Anna Carlsson interviewed a group of parents about what they believe caused the accident.
It is perfectly clear that many parents feel that it is difficult to keep up with the rapid development of their child. They misjudge both the speed and the reach of the child.
"Many parents also overestimate their child's capacity to understand danger. If a small child is really curious, it's not enough for it to have been told that the stove is an 'ouch-ouch.' Their curiosity will get the upper hand."
To prevent children's accidents in the home, children's care providers give information to all parents when the child is eight months old.
However, this information is by no means as effective as it might be hoped.

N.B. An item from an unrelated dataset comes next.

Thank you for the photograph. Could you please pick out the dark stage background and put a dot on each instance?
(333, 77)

In one study, Anna Carlsson shows that half of parents do not follow the advice of the Child Health Care. Parents with low levels of education follow the advice to a lesser extent than well-educated ones.
Parents from immigrant backgrounds are also over-represented in the group that does not follow the advice.
"Few nurses are aware of the important educational role they have. They are very good at documenting the fact that they have conveyed information, but not in what manner and what impact it had," says Anna Carlsson.
Carlsson maintains that the information needs to be adapted to the preconditions of each respective parental couple. Her research also indicates that targeted and individually adapted advice motivates parents to undertake more accident-prevention measures in the home.
"It's largely a matter of creating an awareness of the fact that accidents can happen and how they can be prevented," she says.